有事当然要报官啦,干啥要自己费劲儿呢?
“但大张旗鼓的去,恐会打草惊蛇。”林氏也瞅她,不解的道。
沈兰溪吃了个蜜果子,“自是要让秦小娘子的上头知晓啊,不然,怕是那人还以为她在咱府里美滋滋的做妾呢。”
秦嫣俨然已经是一颗废棋,她身后之人若要保她,便做好被揪出来的准备,但若是想断尾自救,便要想方设法圆了这棋局,哪怕是揪不出来,她动不得,至少也要知晓那魑魅魍魉是谁。
她不入混沌,但混沌偏要寻她,能奈何?
“我——唔唔——”秦嫣愤而出声,却是忽的被一角帕子堵了嘴。
元宝嫌弃的把手指上沾到的口水蹭在她衣裳上,扬着小下巴骄傲道:“我家娘子与夫人说话,也有你插嘴的份儿?”
林氏摁了摁额角的跳动的青筋,打发红袖与元宝一同去了。
闹哄哄的屋子顿时静了下来,静默一息,沈兰溪砸吧着嘴道:“我想吃蒸鱼了。”
“一早就让人准备了。

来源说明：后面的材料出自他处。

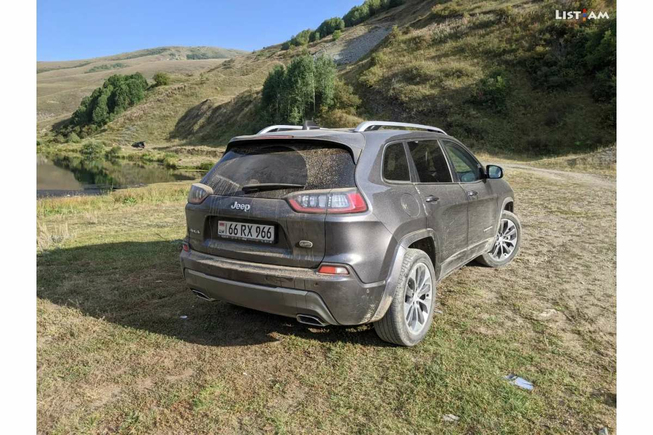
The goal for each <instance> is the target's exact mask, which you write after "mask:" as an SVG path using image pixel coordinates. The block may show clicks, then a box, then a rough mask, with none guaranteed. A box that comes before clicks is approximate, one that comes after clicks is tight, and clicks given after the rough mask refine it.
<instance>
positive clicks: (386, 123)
mask: <svg viewBox="0 0 653 435" xmlns="http://www.w3.org/2000/svg"><path fill="white" fill-rule="evenodd" d="M381 127H403V128H414V129H417V130H427V131H432V132H435V133H442V134H447V133H445V132H444V130H442V129H441V128H437V127H432V126H430V125H422V124H410V123H407V122H392V121H364V122H361V123H360V124H358V125H357V126H356V128H355V129H354V131H355V132H363V131H374V130H378V129H379V128H381Z"/></svg>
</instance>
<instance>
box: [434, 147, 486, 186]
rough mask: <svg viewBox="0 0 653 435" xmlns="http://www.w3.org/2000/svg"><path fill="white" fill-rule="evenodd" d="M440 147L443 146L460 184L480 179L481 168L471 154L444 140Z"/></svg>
mask: <svg viewBox="0 0 653 435" xmlns="http://www.w3.org/2000/svg"><path fill="white" fill-rule="evenodd" d="M442 145H444V149H445V150H446V151H447V155H448V156H449V159H451V163H452V164H453V167H454V171H456V173H457V174H458V179H459V180H460V181H461V182H462V183H471V182H474V181H476V180H480V179H481V166H480V165H479V164H478V162H477V161H476V159H474V157H472V156H471V154H469V153H468V152H467V151H465V150H464V149H462V148H461V147H460V146H458V145H457V144H456V143H454V142H450V141H447V140H444V141H442Z"/></svg>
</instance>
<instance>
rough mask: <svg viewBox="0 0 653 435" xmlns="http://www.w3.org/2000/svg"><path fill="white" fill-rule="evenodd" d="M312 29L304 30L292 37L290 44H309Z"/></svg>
mask: <svg viewBox="0 0 653 435" xmlns="http://www.w3.org/2000/svg"><path fill="white" fill-rule="evenodd" d="M311 32H312V30H311V29H306V30H302V31H301V32H299V33H298V34H296V35H295V36H293V37H292V38H290V45H294V46H296V47H297V46H300V45H306V44H308V41H309V39H310V37H311Z"/></svg>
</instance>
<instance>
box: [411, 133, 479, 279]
mask: <svg viewBox="0 0 653 435" xmlns="http://www.w3.org/2000/svg"><path fill="white" fill-rule="evenodd" d="M408 149H409V152H410V155H411V158H412V164H413V165H414V169H415V173H416V174H417V180H415V181H416V182H415V187H416V188H417V191H418V192H419V194H420V197H421V199H422V202H423V204H424V208H425V210H426V215H427V226H428V227H429V228H432V229H433V230H434V233H435V237H436V256H437V259H436V260H437V265H438V267H439V270H437V271H436V272H437V274H438V277H439V279H441V278H443V277H444V276H446V275H447V274H448V273H449V272H451V271H452V270H454V269H456V267H458V266H460V265H461V264H462V263H463V262H464V261H465V259H466V255H467V246H468V242H467V237H468V235H467V233H468V231H467V226H468V218H467V209H468V201H467V198H466V196H465V191H464V190H463V188H462V187H461V186H460V185H459V184H458V183H457V182H454V179H453V177H452V174H451V170H450V168H449V165H448V164H447V160H446V158H445V156H444V153H443V151H442V148H441V147H440V144H439V143H438V142H437V140H432V139H431V140H417V141H410V142H408Z"/></svg>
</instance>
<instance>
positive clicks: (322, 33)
mask: <svg viewBox="0 0 653 435" xmlns="http://www.w3.org/2000/svg"><path fill="white" fill-rule="evenodd" d="M344 28H345V21H344V20H343V19H342V18H340V17H333V18H329V19H328V20H324V21H322V24H320V26H319V27H318V28H317V30H316V32H317V33H319V34H320V36H321V37H322V38H324V37H325V36H329V35H331V34H333V32H335V31H336V30H343V29H344Z"/></svg>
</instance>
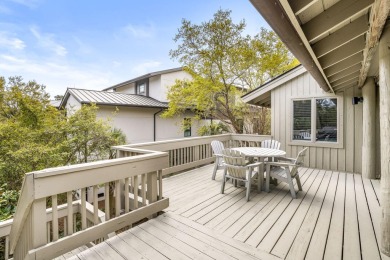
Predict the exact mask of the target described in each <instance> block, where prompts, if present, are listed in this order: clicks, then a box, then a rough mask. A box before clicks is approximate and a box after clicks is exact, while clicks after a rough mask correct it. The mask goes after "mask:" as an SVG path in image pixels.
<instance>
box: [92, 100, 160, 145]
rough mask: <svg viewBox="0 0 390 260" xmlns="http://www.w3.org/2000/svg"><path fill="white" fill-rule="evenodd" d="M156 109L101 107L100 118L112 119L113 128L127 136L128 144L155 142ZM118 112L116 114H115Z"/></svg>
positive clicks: (127, 141)
mask: <svg viewBox="0 0 390 260" xmlns="http://www.w3.org/2000/svg"><path fill="white" fill-rule="evenodd" d="M158 110H159V109H156V108H128V107H118V111H116V107H114V106H99V110H98V114H97V115H98V117H99V118H102V119H108V118H109V119H110V125H111V127H113V128H119V129H121V130H122V132H123V133H124V134H125V135H126V143H127V144H134V143H142V142H152V141H153V114H154V113H156V112H157V111H158ZM115 111H116V112H115Z"/></svg>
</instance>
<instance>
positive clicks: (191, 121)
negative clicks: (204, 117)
mask: <svg viewBox="0 0 390 260" xmlns="http://www.w3.org/2000/svg"><path fill="white" fill-rule="evenodd" d="M184 121H189V122H190V127H188V128H187V129H184V131H183V136H184V137H191V136H192V129H191V128H192V120H191V118H188V117H186V118H184ZM186 133H189V135H186Z"/></svg>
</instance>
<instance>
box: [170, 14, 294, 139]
mask: <svg viewBox="0 0 390 260" xmlns="http://www.w3.org/2000/svg"><path fill="white" fill-rule="evenodd" d="M230 14H231V11H223V10H219V11H217V12H216V13H215V14H214V18H213V19H212V20H210V21H208V22H203V23H201V24H200V25H196V24H192V23H191V22H190V21H188V20H186V19H183V21H182V25H181V27H180V28H179V30H178V33H177V34H176V36H175V38H174V40H175V42H179V44H178V46H177V48H176V49H174V50H171V51H170V56H171V58H172V59H177V60H179V62H180V63H181V64H182V65H183V67H184V69H185V70H186V71H187V72H188V73H189V74H190V75H191V76H192V80H178V81H176V82H175V84H174V85H173V86H171V88H170V90H169V92H168V100H169V108H168V110H166V111H165V112H164V113H163V116H164V117H173V116H175V115H178V114H182V113H184V112H185V111H186V110H188V109H191V110H192V111H194V112H195V113H196V116H195V118H196V119H202V118H206V117H210V116H212V117H213V118H215V119H218V120H220V121H222V122H224V123H225V124H227V125H230V126H231V128H232V130H233V131H234V132H237V133H241V132H242V131H243V127H242V126H243V121H245V117H246V115H248V113H252V111H253V110H254V109H255V108H253V107H249V106H248V105H247V104H245V103H243V102H242V101H241V99H240V98H239V97H240V96H241V95H242V94H243V93H245V92H246V91H248V90H251V89H253V88H255V87H257V86H259V85H260V84H262V83H264V82H265V81H266V80H268V79H270V78H271V77H273V76H275V75H278V74H280V73H282V72H283V71H285V70H287V69H289V68H291V67H293V66H294V65H296V60H295V59H294V58H293V57H292V56H291V54H290V53H289V52H288V50H287V49H286V48H285V47H284V45H283V44H282V42H281V41H280V40H279V38H277V36H276V34H275V33H274V32H272V31H268V30H266V29H261V31H260V33H259V34H257V35H255V36H254V37H251V36H249V35H246V36H244V35H243V34H244V30H245V27H246V24H245V21H240V22H239V23H238V24H234V23H233V21H232V19H231V17H230Z"/></svg>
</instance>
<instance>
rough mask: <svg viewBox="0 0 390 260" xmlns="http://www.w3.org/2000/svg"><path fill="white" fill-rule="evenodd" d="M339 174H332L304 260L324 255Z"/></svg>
mask: <svg viewBox="0 0 390 260" xmlns="http://www.w3.org/2000/svg"><path fill="white" fill-rule="evenodd" d="M338 178H339V173H338V172H333V173H332V179H331V180H330V183H329V187H328V191H327V192H326V196H325V199H324V203H323V205H322V207H321V212H320V215H319V217H318V220H317V224H316V226H315V229H314V232H313V236H312V238H311V240H310V244H309V247H308V250H307V252H306V256H305V258H306V259H312V260H316V259H318V256H323V255H324V253H325V246H326V239H327V237H328V232H329V226H330V219H331V216H332V209H333V203H334V198H335V196H336V188H337V183H338Z"/></svg>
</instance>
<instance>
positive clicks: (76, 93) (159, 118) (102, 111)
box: [60, 68, 201, 143]
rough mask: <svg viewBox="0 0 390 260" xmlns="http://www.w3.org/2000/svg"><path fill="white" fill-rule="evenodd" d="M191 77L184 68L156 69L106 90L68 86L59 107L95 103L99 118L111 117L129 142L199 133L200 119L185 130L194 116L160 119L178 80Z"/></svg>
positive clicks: (107, 117)
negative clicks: (182, 68)
mask: <svg viewBox="0 0 390 260" xmlns="http://www.w3.org/2000/svg"><path fill="white" fill-rule="evenodd" d="M184 78H190V77H189V76H188V74H187V73H186V72H184V71H183V70H182V69H181V68H178V69H171V70H164V71H159V72H153V73H149V74H146V75H144V76H141V77H138V78H135V79H132V80H129V81H126V82H123V83H120V84H117V85H115V86H112V87H109V88H106V89H105V90H104V91H95V90H85V89H74V88H69V89H68V90H67V91H66V93H65V95H64V98H63V99H62V101H61V105H60V107H63V108H65V109H67V110H68V113H72V111H75V110H77V109H79V108H80V107H81V105H83V104H92V103H95V104H96V105H97V106H98V107H99V110H98V117H99V118H110V120H111V125H112V127H115V128H119V129H121V130H122V131H123V133H124V134H125V135H126V142H127V143H142V142H152V141H161V140H168V139H177V138H183V137H189V136H197V130H198V128H199V126H200V125H201V122H193V123H192V126H191V128H189V129H186V130H182V127H181V125H182V122H183V120H188V118H191V117H192V116H193V115H192V113H190V112H188V114H186V115H184V116H182V117H175V118H169V119H165V118H161V117H160V115H161V112H162V111H163V110H164V109H167V108H168V104H167V102H166V101H167V99H166V95H167V90H168V87H169V86H171V85H173V84H174V83H175V80H176V79H184Z"/></svg>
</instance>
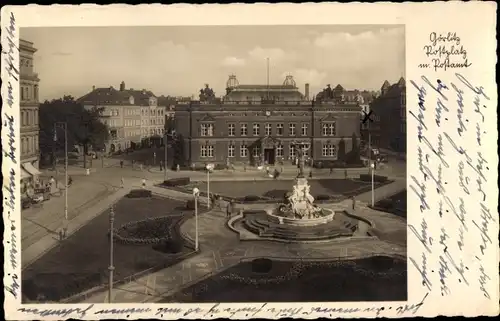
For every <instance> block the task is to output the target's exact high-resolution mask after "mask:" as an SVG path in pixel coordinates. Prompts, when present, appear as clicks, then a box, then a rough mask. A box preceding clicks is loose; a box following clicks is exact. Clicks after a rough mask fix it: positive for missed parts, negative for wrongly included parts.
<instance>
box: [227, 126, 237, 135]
mask: <svg viewBox="0 0 500 321" xmlns="http://www.w3.org/2000/svg"><path fill="white" fill-rule="evenodd" d="M227 134H228V136H234V135H235V134H236V127H235V125H234V124H228V125H227Z"/></svg>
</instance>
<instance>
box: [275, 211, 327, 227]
mask: <svg viewBox="0 0 500 321" xmlns="http://www.w3.org/2000/svg"><path fill="white" fill-rule="evenodd" d="M322 211H323V212H326V213H327V214H326V215H324V216H321V217H317V218H310V219H307V218H292V217H284V216H281V215H279V214H278V210H276V209H274V210H271V209H270V210H267V211H266V215H267V219H268V220H269V222H272V223H274V224H286V225H293V226H304V227H305V226H316V225H322V224H326V223H328V222H331V221H333V219H334V218H335V211H333V210H330V209H326V208H323V209H322Z"/></svg>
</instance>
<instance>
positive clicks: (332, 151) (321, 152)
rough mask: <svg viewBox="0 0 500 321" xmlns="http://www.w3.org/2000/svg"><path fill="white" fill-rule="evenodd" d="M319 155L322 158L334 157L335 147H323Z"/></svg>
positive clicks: (331, 145)
mask: <svg viewBox="0 0 500 321" xmlns="http://www.w3.org/2000/svg"><path fill="white" fill-rule="evenodd" d="M321 155H322V156H324V157H335V156H336V148H335V145H330V144H327V145H323V148H322V149H321Z"/></svg>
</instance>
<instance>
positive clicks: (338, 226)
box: [228, 210, 370, 243]
mask: <svg viewBox="0 0 500 321" xmlns="http://www.w3.org/2000/svg"><path fill="white" fill-rule="evenodd" d="M326 220H328V221H327V222H324V223H321V221H326ZM301 221H304V220H303V219H290V218H285V217H279V216H277V215H272V214H271V215H270V213H267V212H266V211H263V210H260V211H259V210H257V211H245V213H243V215H242V216H240V217H239V218H238V219H236V220H233V221H231V222H229V223H228V224H229V225H230V228H231V229H232V230H233V231H235V232H237V233H238V234H239V235H240V240H253V241H255V240H275V241H279V242H287V243H291V242H292V243H309V242H317V241H319V242H325V241H328V240H332V239H338V238H346V237H353V236H356V237H358V236H361V237H370V236H369V235H367V234H366V233H364V234H362V235H360V234H359V233H358V232H357V231H358V230H359V226H360V224H366V223H364V222H362V221H360V220H359V219H357V218H356V217H353V216H351V215H350V214H348V213H346V212H345V211H335V214H333V213H332V215H328V216H327V217H321V218H317V219H313V222H310V223H312V224H313V225H302V224H301V223H303V222H301ZM297 222H300V223H298V224H293V223H297ZM290 223H292V224H290Z"/></svg>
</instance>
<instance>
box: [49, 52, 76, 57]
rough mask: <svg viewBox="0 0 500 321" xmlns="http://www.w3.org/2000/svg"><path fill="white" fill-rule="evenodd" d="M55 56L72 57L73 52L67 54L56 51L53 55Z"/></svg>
mask: <svg viewBox="0 0 500 321" xmlns="http://www.w3.org/2000/svg"><path fill="white" fill-rule="evenodd" d="M52 55H54V56H71V55H73V54H72V53H71V52H65V51H55V52H53V53H52Z"/></svg>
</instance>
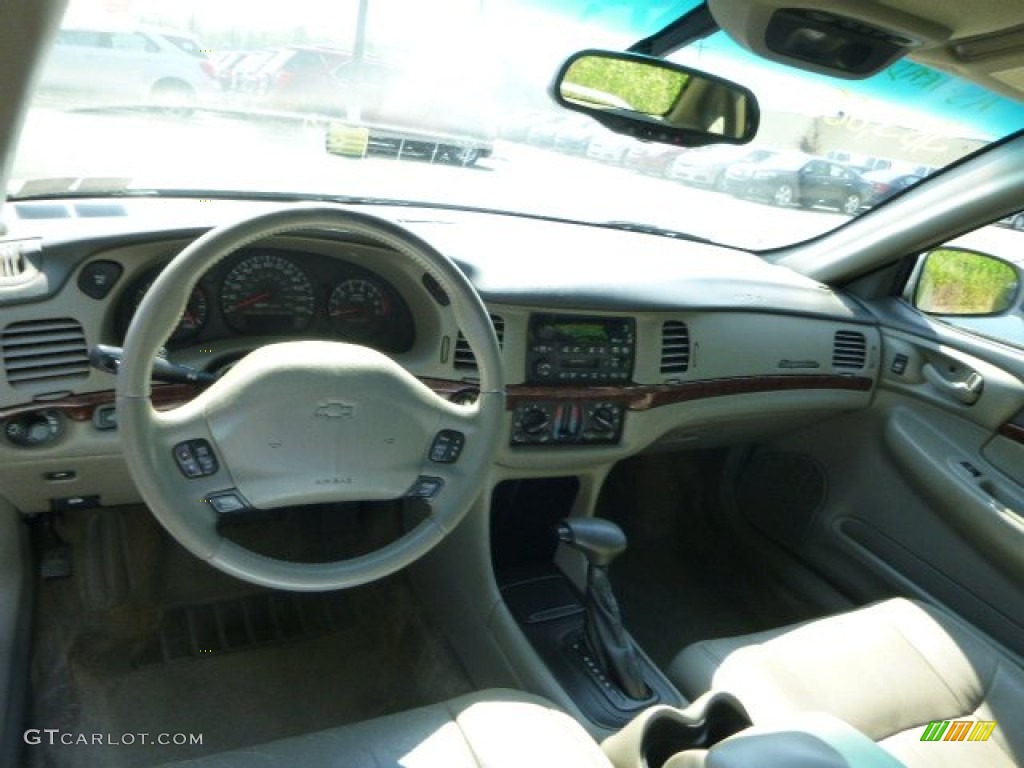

”林氏说罢,又瞧向下首,“澄哥儿喜欢吃甚?”
沈兰溪也转头瞧向那稳坐着的小孩儿,“想吃什么便说。”
“上回吃的蟹粉狮子头甚是好吃。”祝允澄矜持道,一副贵家公子的姿态。
林氏笑笑,吩咐道:“让人去与厨房吩咐一声,加一道蟹粉狮子头。”
“是,夫人。”
用饭时,沈岩也没回来,在外头与同僚吃酒,派身边的小厮回来说了声。
林氏浑不在意的摆摆手,招呼桌上的人用饭。
沈家没有食不言的规矩,沈兰溪边吃边把方才的事说了,沈青山听得三心二意,只频频瞧向另一侧的潘氏。